Page 25 of Magical Mirage (Stonewick Magical Midlife Witch Academy #6)
The tunnel widened so suddenly it felt like the hill itself expanded. The air smelled of hot bread and something sweet I couldn’t place. I stepped out onto a carved ledge and forgot, for a heartbeat, how to breathe.
Below us stretched a tiny village stitched into the bones of the earth. I could never have imagined something like this existing under Stonewick.
I looked behind me to see a wall of dirt as if no opening had squeezed us here.

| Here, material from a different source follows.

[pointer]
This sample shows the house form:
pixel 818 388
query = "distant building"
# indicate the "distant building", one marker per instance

A market to my right unfurled across the cavern floor beneath colorful quilts and lively banners strung like festival bunting. Someone laughed and someone else scolded as a goblin child tore past with a paper crown, chased by another carrying a loaf of flatbread as big as his head.
Round doors painted in vibrant colors, shopfronts tucked into grottoes, and little iron bridges arching over thin rivers painted a scene that my mind couldn’t fathom.
Beside me, Keegan stopped so fast my shoulder bumped his arm.
“How did we not know this existed?” I muttered.
Twobble didn’t miss a beat. “You think we tell humans all our secrets?”
Keegan’s mouth twitched. “Fair point.”
“Goblin secrets are like truffles,” Twobble added, chin high with pride. “Valuable, dirt-adjacent, and found only if we feel like you deserve them.”
“Why are you letting us in here?” I asked because wonder lived right next to worry inside me now.
Twobble’s ears tipped back.
“Letting? No, no— escorting .” Then, lower, only for me: “If we’re going to find Skonk, we have to start at the beginning and work outward.”
“The beginning?” I asked.
“His cottage, his home, his…” Movement on the stone sidewalk caught Twobble’s gaze.
Three goblins had noticed us: a flour-dusted baker, a wiry fellow with a ledger tucked under his arm, and a woman in a scarf patterned with sunflowers. All three jumped back like we’d arrived with a marching band.
“Twobble!” the baker squeaked, brandishing a rolling pin like a hammer. “You brought topsiders?”
“They’re with me,” Twobble said breezily. “This is Maeve. That’s Keegan. They don’t bite.”
The ledger goblin squinted at Keegan’s jaw. “That one might.”
“Only when provoked,” Keegan said mildly, which didn’t help.
A fourth goblin popped out of a door scalloped in blue, spectacles magnifying his eyes to saucers. “Twobble! There are ordinances about bringing hazards down market lanes!”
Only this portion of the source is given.